En septembre dernier, la prise de position de la Commission fédérale de prévention du tabagisme (CFPT) ahurissante d’incompétence et de feignantise à l’encontre du vapotage avait déjà fait siennes les revendications du cigarettier lausannois pour une taxe anti-vapoteurs et pour imposer une censure totale au monde médical sur le sujet de la réduction des méfaits par la vape comparée au tabagisme. Philip Morris a fait de la Suisse un de ses vaisseaux amiraux, avec le Japon où la vape nicotinée est également interdite de vente par les autorités, dans sa stratégie de contre-vapotage. Flagship (vaisseau amiral), c’est d’ailleurs le nom que souhaite donné la multinationale à son futur Iqos center au Flon à Lausanne.

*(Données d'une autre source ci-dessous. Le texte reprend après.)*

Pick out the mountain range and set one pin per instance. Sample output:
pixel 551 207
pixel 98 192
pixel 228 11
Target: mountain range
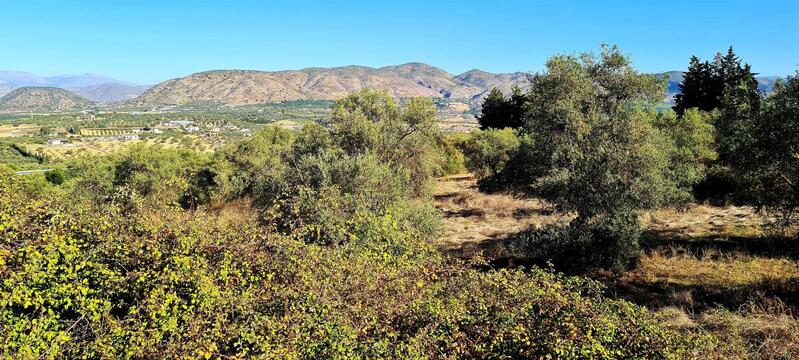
pixel 94 87
pixel 248 87
pixel 245 87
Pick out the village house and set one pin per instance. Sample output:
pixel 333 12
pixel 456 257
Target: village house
pixel 57 141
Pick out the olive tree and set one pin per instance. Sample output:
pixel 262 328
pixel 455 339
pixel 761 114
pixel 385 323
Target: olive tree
pixel 595 152
pixel 403 136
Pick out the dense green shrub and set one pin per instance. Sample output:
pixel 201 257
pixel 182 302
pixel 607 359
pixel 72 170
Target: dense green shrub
pixel 770 169
pixel 77 282
pixel 454 160
pixel 594 146
pixel 500 112
pixel 406 137
pixel 487 151
pixel 173 177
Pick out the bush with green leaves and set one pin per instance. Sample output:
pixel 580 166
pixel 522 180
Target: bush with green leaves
pixel 770 171
pixel 90 282
pixel 598 150
pixel 175 177
pixel 402 136
pixel 487 151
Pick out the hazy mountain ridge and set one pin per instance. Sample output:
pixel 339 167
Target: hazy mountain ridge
pixel 95 87
pixel 244 87
pixel 42 99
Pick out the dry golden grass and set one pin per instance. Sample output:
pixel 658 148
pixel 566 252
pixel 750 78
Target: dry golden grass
pixel 716 268
pixel 18 130
pixel 473 219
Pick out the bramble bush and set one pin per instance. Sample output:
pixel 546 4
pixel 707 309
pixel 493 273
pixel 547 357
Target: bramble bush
pixel 171 283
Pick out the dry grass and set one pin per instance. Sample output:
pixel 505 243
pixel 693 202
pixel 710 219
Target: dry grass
pixel 476 221
pixel 18 130
pixel 716 268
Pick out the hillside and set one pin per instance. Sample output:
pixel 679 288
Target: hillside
pixel 42 99
pixel 244 87
pixel 94 87
pixel 110 92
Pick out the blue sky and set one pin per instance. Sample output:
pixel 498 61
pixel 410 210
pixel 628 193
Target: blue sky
pixel 149 41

Cette reconquista est nécessaire à Philip Morris face à la chute de ses ventes, notamment au Royaume-Uni et aux Etats-Unis, depuis 2011 sous l’impact du vapotage. Alors que le cauchemar de l’instant Kodak hante Philip Morris, le label marketing smokeless (sans fumée) de l’Iqos est une arme commerciale et un moyen d’être adoubé par la Food and Drug Administration (FDA) américaine. Tandis que sa réglementation va exclure la quasi totalité des produits de vape indépendants aux Etats-Unis (si la réglementation reste en l’état). L’enjeu dépasse donc le seul tabagisme suisse.

Doute fédéral

Ce refus de la part de la CFPT de délivrer les moyens financiers à une étude indépendante sur l’Iqos est un nouvel épisode de l’attitude pour le moins étrange des autorités sanitaires helvétiques. Elle jette une fois encore le trouble sur les véritables motivations des organismes fédéraux. Des agissements sur lesquels les Jeunes Verts, vue leur proximité avec certains personnages clefs, auraient peut-être pu nous éclairer dans leur communiqué? Doit-on encore s’étonner de la duplicité d’autorités ayant interdit la vente des liquides de vapotage nicotinés tout en laissant en vente libre, même aux gosses dans certains cantons, des cigarettes de toutes sortes? De quoi semer le doute et entretenir la confusion dans le public au lieu de l’informer clairement sur le moyen au risque drastiquement réduit du vapotage pour sortir et éviter le tabagisme.